Por supuesto, esto no se limita solo a las cocinas. «No solo parece una forma terrible de tratar a la gente, sino que se ha vuelto inaceptable», afirma Henry. «No se puede intimidar a nadie en ningún sitio». Recuerda su experiencia como productora de programas de cocina en televisión. «Incluso la forma en que me comportaba en televisión, obligando a los investigadores a quedarse hasta tarde porque no habían trabajado lo suficiente, ahora no me lo permitirían. Ya no nos gusta».
Abé no tiene problema en diferenciar entre picardía, intensidad, ego y acoso. “Las cocinas siempre van a ser lugares de mucha presión; una vez que entras al servicio, estás al servicio. Si la comida no está lista, eres un idiota. Pero he transformado por completo todos esos entornos en los que trabajé. Mi cocina ahora no se parece en nada a eso”.
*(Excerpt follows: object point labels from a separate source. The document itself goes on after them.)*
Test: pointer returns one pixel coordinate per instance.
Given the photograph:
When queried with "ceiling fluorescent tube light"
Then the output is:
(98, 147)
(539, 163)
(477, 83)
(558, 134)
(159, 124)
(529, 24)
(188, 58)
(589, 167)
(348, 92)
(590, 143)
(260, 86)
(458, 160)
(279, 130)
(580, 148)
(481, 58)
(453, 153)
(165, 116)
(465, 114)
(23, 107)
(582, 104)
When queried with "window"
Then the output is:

Clarke está harto del machismo y la intimidación («Es totalmente inapropiado», afirma), y cuando fundó Acme en 2022, hizo algo que sin duda habría provocado la ira de Bourdain en su época. «Tenemos jornadas muy largas y físicamente exigentes; ninguno de nosotros se cuida como un atleta, y quizás deberíamos. Estábamos dando clases de yoga en el espacio, compartiendo momentos, hablando entre nosotros. Abordando todo de una manera más integral». No es tan contrario a Bourdain como suena, aclara Clarke: «Él empezó a practicar jiu-jitsu a los 50. Estaba completamente convencido de que iba a cuidarse».
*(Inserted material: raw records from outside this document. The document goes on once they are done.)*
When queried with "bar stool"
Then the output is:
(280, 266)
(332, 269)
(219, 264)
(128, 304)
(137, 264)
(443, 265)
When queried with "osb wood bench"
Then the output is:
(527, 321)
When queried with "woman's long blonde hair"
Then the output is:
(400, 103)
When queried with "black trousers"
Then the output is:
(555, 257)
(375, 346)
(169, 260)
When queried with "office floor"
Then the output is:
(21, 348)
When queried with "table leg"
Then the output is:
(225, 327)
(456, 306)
Bourdain nunca comprendió su propia propensión al autosabotaje, así como al sabotaje de los demás. Está presente en toda su escritura: siempre está ahí, causando problemas sin motivo aparente. Y así se lo comentó a Henry cuando ella lo entrevistó. "¿Qué fue lo que le causó el dolor que lo acompañó?", preguntó ella. "Su infancia parecía perfectamente normal. Simplemente siempre fue un desastre hasta que se convirtió en chef. Es un trabajo estricto: no puedes fallar. Tienes que estar presente, tienes que ver a tu equipo, tienes que cumplir con tu trabajo. Hay reglas completamente establecidas y no puedes desobedecerlas". Las cocinas eran un refugio para personas que necesitaban reglas tanto como las odiaban, y solo podían conciliar esos impulsos contradictorios en una cacofonía de apetitos.
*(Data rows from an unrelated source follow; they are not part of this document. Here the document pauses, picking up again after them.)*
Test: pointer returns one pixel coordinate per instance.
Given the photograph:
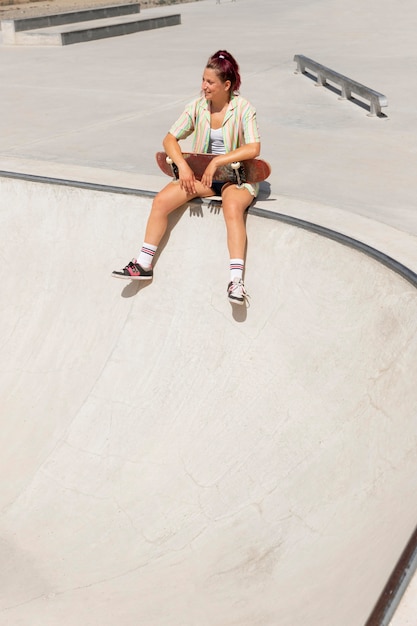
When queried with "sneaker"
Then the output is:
(236, 291)
(134, 271)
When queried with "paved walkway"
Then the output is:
(267, 450)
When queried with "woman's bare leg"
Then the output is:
(166, 201)
(235, 201)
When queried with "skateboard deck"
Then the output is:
(248, 171)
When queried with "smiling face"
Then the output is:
(213, 88)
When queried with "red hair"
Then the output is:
(226, 68)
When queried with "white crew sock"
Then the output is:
(146, 255)
(236, 268)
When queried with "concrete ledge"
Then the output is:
(114, 27)
(11, 27)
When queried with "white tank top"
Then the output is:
(216, 145)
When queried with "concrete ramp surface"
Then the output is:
(170, 460)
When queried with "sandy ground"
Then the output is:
(10, 10)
René Redzepi, fundador del restaurante experimental danés Noma, dimitió en medio de acusaciones de abuso físico y psicológico hacia su personal. Fotografía: Reuters/Alamy
Quizás inevitablemente, gracias a una combinación de cierta previsión y un mundo en constante cambio, el espíritu pirata que definió las cocinas durante tanto tiempo está siendo reemplazado por un nuevo intelectualismo. «Los chefs de hoy en día son como auténticos poetas», dice Henry. «Stevie Parle, Merlin Labron-Johnson… todos ellos tienen títulos universitarios. Antes habrían cursado un máster y un doctorado; ahora se centran en el crecimiento, los animales, las combinaciones de sabores y los aspectos técnicos».
No es un mundo aséptico. Sin duda, aún conserva lo que Bourdain describió como los fundamentos de la "buena comida y el buen comer... sangre, órganos, crueldad y descomposición". Una cocina intelectual no invita al caos, ni al tormento, ni a la locura, pero uno se pregunta qué será de todas las personas que se dedicaban a ello principalmente por esas cosas.
Tomado de Tony, la película biográfica de Anthony Bourdain.